Zur Untersuchung der Schichtfolge und der Statik der Deponie wurden insgesamt vier Bohrungen durch den Deponiekörper bis zu dessen Basis abgeteuft. Erschlossen wurden bei den Bohrungen im Kern der Deponie Kalkschichten, die zum Teil so weich und fließfähig sind, dass das Bohrgestänge bei der Bohrung an der Nordflanke allein durch sein Eigengewicht bei einer Tiefe von 28 bis 30 m ohne Schlag durchfiel. Im Ergebnis heißt das, dass der Kalkberg wenigstens partiell auf einer Blase aus weichen und fließfähigen Kalkschlämmen ruht. Dies macht eine Sanierung der Deponie und ihrer viel zu steilen Flanken unumgänglich. Für die Sanierung wurden Kosten von 7,9 Mio. € angesetzt.

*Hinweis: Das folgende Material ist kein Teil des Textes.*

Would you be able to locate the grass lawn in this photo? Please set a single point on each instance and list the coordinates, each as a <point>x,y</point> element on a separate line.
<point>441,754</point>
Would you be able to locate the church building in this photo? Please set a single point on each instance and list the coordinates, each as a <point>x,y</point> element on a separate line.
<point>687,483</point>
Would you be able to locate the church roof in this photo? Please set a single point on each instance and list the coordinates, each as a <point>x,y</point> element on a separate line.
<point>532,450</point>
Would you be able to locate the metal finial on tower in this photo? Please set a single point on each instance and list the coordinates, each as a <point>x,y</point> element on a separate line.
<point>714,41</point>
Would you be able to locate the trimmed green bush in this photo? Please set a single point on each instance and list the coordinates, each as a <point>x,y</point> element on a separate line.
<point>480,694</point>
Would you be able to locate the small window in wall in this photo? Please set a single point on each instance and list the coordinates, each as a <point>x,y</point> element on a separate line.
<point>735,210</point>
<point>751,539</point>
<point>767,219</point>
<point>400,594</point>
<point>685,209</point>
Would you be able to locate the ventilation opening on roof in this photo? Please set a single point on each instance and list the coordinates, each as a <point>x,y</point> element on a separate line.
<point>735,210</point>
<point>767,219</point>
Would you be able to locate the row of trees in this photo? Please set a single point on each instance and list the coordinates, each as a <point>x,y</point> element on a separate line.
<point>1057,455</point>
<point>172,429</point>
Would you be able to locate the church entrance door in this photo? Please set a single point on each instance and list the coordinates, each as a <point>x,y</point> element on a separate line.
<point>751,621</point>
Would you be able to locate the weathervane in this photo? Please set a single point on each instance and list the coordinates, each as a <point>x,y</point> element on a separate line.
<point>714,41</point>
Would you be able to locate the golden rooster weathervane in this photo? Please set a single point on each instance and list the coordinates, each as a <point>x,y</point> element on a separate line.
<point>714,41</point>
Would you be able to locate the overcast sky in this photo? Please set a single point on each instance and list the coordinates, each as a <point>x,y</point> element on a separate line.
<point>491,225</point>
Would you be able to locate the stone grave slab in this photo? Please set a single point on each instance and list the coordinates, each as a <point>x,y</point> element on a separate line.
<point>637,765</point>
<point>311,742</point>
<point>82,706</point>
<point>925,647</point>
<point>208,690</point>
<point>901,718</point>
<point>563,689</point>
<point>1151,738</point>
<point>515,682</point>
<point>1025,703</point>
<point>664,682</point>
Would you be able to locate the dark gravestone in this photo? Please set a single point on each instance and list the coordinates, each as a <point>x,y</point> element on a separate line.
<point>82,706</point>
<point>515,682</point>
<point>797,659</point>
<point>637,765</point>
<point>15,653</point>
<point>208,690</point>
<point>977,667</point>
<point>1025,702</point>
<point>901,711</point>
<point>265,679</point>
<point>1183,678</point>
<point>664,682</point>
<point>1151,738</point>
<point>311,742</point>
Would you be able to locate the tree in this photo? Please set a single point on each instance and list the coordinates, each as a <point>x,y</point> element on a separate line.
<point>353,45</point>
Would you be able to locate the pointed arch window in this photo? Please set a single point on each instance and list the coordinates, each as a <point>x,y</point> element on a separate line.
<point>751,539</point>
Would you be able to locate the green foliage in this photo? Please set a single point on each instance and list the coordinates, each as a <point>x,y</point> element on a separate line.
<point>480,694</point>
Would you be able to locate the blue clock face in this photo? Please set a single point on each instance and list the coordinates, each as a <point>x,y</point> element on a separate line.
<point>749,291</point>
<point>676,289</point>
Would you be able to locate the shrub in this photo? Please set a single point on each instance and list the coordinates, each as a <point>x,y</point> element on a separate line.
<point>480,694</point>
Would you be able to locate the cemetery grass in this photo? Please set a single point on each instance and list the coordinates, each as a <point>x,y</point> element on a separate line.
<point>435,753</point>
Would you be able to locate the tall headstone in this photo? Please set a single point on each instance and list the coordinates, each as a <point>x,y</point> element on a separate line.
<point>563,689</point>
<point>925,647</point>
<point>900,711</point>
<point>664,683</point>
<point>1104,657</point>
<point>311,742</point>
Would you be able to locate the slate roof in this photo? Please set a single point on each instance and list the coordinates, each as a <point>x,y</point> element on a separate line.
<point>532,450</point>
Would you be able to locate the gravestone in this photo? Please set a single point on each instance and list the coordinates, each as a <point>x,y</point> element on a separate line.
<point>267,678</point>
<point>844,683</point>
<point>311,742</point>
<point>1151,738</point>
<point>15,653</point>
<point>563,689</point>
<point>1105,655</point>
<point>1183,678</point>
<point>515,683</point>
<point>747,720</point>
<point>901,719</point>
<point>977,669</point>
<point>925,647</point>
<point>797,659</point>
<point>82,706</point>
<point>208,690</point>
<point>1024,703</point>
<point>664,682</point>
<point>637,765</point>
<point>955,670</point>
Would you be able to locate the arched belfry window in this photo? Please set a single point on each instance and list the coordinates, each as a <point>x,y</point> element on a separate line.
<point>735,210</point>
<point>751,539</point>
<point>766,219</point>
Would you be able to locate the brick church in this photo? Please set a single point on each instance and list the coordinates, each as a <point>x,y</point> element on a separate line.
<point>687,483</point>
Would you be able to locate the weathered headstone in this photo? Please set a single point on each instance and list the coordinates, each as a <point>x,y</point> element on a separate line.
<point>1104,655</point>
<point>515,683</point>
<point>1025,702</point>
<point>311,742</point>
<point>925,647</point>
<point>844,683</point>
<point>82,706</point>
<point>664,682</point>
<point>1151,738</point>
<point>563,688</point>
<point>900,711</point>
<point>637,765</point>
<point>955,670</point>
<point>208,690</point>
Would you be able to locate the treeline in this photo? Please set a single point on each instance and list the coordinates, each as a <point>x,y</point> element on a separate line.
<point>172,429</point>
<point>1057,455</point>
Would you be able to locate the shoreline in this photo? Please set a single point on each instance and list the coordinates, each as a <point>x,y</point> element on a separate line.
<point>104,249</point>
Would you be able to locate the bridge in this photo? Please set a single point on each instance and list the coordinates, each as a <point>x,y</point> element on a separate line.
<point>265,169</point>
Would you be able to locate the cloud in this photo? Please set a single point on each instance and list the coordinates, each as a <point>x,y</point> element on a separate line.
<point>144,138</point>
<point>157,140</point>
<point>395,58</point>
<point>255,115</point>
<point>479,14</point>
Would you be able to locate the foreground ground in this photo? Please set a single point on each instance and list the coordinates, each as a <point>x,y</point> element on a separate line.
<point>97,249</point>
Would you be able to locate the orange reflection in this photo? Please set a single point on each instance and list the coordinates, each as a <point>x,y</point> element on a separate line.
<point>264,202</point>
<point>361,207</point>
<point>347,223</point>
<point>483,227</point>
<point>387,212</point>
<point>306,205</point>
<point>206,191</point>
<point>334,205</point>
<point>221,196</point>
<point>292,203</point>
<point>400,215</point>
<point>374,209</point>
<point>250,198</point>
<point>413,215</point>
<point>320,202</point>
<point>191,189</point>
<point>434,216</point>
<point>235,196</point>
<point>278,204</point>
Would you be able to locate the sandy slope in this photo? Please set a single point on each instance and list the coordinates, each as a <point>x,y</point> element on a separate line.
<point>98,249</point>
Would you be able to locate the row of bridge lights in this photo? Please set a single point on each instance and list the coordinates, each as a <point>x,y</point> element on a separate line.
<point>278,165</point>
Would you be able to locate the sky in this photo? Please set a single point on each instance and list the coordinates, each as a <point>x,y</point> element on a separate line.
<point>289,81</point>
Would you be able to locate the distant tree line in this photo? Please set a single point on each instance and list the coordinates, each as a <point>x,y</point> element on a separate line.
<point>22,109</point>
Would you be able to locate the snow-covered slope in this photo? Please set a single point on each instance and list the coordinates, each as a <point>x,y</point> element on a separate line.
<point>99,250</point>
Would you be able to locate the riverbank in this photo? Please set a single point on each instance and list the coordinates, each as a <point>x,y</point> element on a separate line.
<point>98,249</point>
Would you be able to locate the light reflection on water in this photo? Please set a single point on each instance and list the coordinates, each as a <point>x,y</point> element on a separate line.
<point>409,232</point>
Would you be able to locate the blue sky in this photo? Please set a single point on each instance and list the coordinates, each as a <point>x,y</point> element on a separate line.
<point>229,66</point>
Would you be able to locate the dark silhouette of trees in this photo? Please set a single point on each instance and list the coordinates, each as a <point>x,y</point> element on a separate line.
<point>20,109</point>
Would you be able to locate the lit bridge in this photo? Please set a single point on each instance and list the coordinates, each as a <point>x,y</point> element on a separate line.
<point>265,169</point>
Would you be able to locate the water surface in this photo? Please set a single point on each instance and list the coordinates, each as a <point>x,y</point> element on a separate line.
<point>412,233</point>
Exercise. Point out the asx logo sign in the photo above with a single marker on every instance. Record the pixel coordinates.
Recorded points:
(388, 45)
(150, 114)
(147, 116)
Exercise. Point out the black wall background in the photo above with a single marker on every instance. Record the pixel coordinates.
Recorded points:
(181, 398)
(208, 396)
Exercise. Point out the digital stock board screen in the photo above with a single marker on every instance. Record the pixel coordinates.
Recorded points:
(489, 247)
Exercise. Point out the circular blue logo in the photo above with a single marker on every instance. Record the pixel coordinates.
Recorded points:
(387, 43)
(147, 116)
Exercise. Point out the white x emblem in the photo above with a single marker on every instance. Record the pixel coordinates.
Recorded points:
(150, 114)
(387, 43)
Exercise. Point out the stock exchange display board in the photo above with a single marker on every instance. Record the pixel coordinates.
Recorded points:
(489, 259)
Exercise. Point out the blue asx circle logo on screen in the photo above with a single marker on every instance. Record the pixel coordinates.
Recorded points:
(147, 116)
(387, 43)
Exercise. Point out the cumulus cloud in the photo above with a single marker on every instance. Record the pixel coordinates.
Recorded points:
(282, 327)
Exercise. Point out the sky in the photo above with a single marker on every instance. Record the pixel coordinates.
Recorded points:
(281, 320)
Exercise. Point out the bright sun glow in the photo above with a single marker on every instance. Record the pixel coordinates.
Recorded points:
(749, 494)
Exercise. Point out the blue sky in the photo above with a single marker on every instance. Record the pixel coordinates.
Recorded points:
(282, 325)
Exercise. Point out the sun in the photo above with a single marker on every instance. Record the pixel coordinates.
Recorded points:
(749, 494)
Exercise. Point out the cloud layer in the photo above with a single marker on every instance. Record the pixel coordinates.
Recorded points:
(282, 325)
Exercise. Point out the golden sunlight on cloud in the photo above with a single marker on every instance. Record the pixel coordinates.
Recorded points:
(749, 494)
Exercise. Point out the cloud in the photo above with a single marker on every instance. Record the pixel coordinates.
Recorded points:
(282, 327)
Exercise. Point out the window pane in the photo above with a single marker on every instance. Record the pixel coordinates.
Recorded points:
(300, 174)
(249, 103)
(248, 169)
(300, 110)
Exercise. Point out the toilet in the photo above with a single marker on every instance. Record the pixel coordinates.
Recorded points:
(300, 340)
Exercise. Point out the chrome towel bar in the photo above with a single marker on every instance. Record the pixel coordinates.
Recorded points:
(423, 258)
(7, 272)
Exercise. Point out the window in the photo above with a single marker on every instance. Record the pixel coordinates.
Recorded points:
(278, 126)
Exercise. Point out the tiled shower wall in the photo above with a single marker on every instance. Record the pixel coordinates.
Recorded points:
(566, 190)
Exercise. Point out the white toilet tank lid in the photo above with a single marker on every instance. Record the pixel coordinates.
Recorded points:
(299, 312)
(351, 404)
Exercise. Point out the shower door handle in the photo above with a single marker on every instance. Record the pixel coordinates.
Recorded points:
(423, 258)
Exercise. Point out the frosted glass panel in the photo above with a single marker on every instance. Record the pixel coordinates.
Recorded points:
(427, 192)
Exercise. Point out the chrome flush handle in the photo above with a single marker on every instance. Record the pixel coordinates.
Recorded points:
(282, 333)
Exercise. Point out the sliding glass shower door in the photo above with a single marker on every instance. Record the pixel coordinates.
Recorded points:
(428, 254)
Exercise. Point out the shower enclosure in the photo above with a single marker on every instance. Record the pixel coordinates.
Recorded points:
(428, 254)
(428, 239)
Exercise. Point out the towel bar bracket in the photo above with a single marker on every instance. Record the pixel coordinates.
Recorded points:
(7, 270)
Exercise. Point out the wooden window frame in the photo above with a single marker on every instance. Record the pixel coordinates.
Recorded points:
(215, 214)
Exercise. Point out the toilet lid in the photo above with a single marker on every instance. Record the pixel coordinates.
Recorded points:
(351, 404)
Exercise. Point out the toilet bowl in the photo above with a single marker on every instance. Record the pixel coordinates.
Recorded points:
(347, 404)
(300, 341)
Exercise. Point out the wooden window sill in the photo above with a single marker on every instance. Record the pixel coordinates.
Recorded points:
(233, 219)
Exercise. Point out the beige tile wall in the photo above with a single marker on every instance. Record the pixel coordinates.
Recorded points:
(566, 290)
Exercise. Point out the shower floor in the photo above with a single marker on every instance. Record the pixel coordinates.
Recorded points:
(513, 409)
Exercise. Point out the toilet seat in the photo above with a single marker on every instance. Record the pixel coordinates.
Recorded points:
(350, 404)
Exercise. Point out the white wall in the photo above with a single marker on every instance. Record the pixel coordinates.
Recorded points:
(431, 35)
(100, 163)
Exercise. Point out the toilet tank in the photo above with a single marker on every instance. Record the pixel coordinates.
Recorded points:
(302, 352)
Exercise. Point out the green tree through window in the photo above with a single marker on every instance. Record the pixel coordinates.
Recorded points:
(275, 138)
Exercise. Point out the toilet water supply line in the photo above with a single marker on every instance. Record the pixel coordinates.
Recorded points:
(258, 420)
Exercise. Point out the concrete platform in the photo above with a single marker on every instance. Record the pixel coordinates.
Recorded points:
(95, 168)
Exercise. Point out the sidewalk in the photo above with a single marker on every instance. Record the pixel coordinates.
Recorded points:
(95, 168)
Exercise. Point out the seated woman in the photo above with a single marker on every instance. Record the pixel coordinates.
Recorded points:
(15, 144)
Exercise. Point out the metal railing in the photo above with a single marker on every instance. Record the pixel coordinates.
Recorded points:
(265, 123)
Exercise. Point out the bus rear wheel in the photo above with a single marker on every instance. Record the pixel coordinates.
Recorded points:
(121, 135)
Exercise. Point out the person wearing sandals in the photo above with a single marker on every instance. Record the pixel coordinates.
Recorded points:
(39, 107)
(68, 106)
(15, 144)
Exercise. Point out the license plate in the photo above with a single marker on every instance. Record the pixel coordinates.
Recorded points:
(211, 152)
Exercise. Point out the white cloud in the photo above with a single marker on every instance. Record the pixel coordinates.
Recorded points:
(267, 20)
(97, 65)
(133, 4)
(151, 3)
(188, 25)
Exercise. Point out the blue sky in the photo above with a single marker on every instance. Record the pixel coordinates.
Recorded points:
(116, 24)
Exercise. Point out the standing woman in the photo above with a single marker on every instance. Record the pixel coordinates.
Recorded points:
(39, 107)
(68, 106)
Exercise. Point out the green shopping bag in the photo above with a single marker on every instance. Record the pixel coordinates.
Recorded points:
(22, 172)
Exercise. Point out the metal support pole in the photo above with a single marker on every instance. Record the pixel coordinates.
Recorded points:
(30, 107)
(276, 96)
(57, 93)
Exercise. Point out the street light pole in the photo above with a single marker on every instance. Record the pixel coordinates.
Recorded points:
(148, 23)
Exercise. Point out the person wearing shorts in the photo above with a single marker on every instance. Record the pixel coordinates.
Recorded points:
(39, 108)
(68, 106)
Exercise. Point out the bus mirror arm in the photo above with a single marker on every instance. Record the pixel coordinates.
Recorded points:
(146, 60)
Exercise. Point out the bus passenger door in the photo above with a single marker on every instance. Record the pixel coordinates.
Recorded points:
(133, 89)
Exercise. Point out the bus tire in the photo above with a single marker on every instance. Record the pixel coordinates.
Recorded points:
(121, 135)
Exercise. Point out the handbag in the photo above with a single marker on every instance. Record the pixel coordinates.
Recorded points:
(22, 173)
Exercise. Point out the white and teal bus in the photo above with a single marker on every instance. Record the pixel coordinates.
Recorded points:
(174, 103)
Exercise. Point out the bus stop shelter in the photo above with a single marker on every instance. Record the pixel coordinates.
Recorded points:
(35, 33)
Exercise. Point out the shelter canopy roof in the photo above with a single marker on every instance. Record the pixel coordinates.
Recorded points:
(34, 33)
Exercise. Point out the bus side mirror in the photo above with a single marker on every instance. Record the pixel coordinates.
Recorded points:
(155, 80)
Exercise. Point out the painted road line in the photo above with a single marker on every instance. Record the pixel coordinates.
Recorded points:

Erstaunlicherweise haben es die Verantwortlichen in den Reihen der Stadt Köln jedoch verabsäumt mit Hilfe der gewonnenen Bohrkerne das Schadstoffinventar der Deponie erstmalig vollständig zu dokumentieren. Dies ist umso mehr verwunderlich, da bei wenigstens zwei Bohrungen Schadstoffe erschlossen worden sind. Darüber hinaus konnten die Gutachter offensichtlich kein nutzungsunabhängiges Gutachten zum Kalkberg erstellen, da die von der Verwaltung vorgegebenen Fragen zur Sanierung der Deponie allesamt auf die gleichzeitige Sicherung der Inbetriebnahme der HBS abzielten. So ist unter anderem der teilweise Abtrag des in den 90ziger Jahren auf dem Top der Deponie aufgebrachten Bauschutts der ehemaligen Chemischen Fabrik Kalk (CFK) nicht Gegenstand des Gutachtens. Der Abtrag der Deponieabdeckung würde jedoch die Deponie weiter entlasten und das abgetragene Material könnte bei der Sanierung der viel zu steilen Flanken kostensparend verbaut werden. Hierzu müsste allerdings zwingend die Hubschrauberbasisstation abgerissen werden.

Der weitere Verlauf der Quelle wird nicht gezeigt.